The workload of flights in the first quarter decreased to 73.1% from 82.7% a year earlier. Analysts had expected an average of 79.1%.
Delta intends to slow down the pace of spending money from $ 100 million a day at the end of March to $ 50 million a day by the end of June. The airline expects liquidity to reach $ 10 billion by the end of the second quarter, compared to $ 6 billion currently. Delta Chief Financial Officer Paul Jacobson agreed to reschedule his planned retirement to help the company in times of crisis.
Air travel almost completely stopped since numerous countries of the world imposed travel restrictions and closed their borders. US passenger traffic crashed 95%, and airlines expect coronavirus concerns to put significant pressure on demand for flights soon.
The company has already received $ 2.7 billion of credit assistance under the “Law on Coronavirus Aid, Benefits and Economic Security” (CARES) and expects to receive the same amount (the total package is $ 5.4 billion) over the next three months.
“Due to the significant impact of COVID-19 on Delta’s revenues at the end of March, we were losing $ 100 million per day.
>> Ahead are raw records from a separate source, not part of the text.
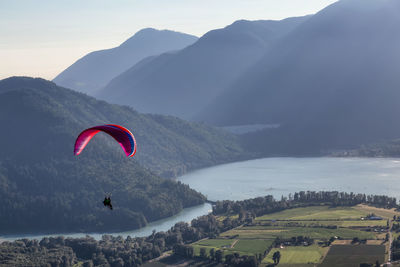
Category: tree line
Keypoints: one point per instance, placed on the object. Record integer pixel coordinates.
(118, 251)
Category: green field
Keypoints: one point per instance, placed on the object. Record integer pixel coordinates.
(353, 255)
(270, 232)
(256, 246)
(243, 247)
(308, 222)
(316, 213)
(216, 243)
(338, 223)
(298, 255)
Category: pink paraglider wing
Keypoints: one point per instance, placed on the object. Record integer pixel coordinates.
(122, 135)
Thanks to our decisive action, we expect this figure to drop to about $ 50 million per day by the end of the June quarter, ”said Paul Jacobson, Delta CFO. “The decade of work that we put into the balance sheet to reduce debt and create our assets was crucial for our success in raising capital, and we expect the quarter to have liquidity of about $ 10 billion by the end of June.”
Delta has been reporting annual profits for 10 consecutive years and has been waiting for continued strong demand in 2020. The company last recorded a quarterly loss in the fourth quarter of 2014.